Why? Beverage Director Shaun O’Connor, a non-believer until he took the post at the pub, says he has witnessed firsthand the appearance of “Lucinda” and “The Sea Captain”—two people rumored to have died in the building.

“I have heard a woman’s footsteps on the hardwood floor when no one else is in the building,” O’Connor says. “I have seen the Sea Captain in the leather chair in the pool room, mid-afternoon.”

Legend has it that at some point in Newburyport’s rollicking history as a seaport, the building that currently houses Brick & Ash, located at 10 Center Street, was a brothel. And at that time poor “Lucinda” was pushed down the stairs to her death. 

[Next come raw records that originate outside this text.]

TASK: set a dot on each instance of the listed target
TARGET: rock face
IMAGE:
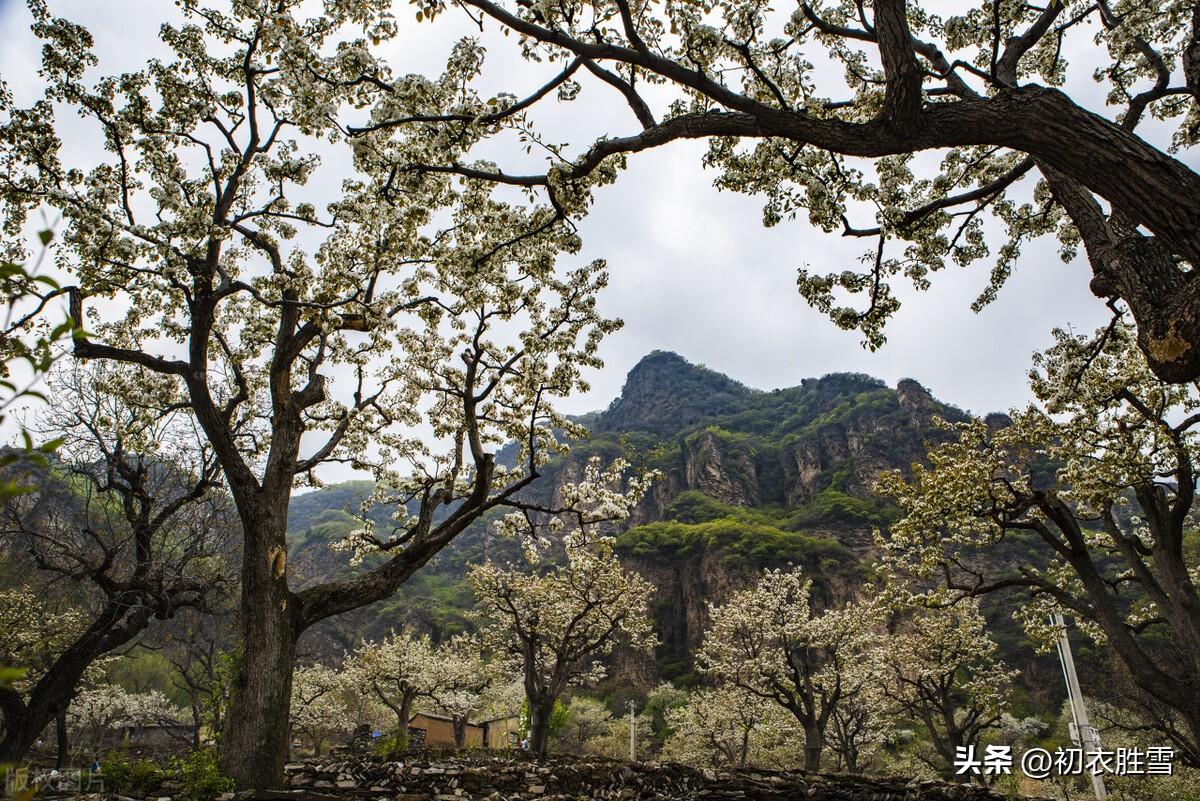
(664, 392)
(562, 778)
(721, 470)
(808, 456)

Reports of unusual activities have abounded since at least the 1970s, with doors opening and closing, footsteps at all hours of the day, as well as lights randomly dimming, brightening and actually shutting on and off. Employees of Ten Center—a restaurant in the space prior to Brick & Ash, also experienced glasses that shattered with no one nearby, as well as the temperature drastically dropping in certain spots of the building.

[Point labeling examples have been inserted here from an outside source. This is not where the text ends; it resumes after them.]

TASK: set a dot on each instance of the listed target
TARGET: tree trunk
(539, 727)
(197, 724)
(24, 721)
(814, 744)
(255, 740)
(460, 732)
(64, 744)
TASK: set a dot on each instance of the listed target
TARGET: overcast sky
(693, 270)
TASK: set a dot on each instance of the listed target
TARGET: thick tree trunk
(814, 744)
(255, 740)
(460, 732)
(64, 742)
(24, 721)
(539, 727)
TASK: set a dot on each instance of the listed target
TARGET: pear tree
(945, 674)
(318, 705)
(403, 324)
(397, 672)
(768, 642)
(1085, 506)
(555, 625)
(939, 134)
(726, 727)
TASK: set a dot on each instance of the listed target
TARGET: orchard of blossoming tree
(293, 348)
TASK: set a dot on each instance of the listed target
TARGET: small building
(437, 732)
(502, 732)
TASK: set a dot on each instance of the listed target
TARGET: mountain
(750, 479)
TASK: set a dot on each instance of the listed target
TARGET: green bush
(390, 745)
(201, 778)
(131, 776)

O’Connor says that unexplained phenomena are most likely to occur mid-afternoon and late in the evening—and that guests sometimes experience an eerie feeling at the restaurant, especially late at night in the downstairs bar. After seeing the Sea Captain—a white-bearded man wearing a gray suit and hat—sitting in Brick & Ash’s upstairs office one night, he no longer stays in the building alone at night. Spooky.

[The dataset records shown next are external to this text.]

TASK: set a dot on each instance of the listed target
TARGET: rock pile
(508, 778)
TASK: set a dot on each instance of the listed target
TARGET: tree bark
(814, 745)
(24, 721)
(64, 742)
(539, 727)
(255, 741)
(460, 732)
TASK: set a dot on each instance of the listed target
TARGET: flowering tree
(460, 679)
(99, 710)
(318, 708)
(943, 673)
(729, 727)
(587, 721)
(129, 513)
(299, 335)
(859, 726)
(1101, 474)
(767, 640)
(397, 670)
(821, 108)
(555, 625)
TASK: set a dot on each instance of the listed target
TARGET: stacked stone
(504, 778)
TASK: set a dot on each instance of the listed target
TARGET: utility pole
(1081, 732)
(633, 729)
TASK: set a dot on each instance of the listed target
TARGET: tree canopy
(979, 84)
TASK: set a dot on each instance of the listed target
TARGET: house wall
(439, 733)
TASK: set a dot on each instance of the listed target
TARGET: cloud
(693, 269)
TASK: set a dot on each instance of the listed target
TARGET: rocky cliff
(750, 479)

While we can’t promise you’ll meet up with Lucinda this Halloween, you can enjoy the drink Brick & Ash has created in her honor—an amped-up gin and tonic flavored with basil and lime. 

Want to hit up some other haunts? In northern New England Food Network pegged Bernerhof Inn in Glen, New England, reputedly haunted by the spirit of Claire Zumstein, who once owned the inn with her husband Charlie and passed away in the dining room (now the inn’s room 2). Food Network says she’s been spotted straightening curtains and folding laundry. In Vermont, guests and diners at Norwich Inn have reported seeing Ma Walker, who owned the Inn in the 1920s, coming down the main staircase. 

And in Maine, Food Network says that visitors to Freeport’s Jameson Tavern have at various times seen a tall gentleman in a top hat, the trail of a little girl’s dress disappearing around the dining room corners and objects falling off the counter.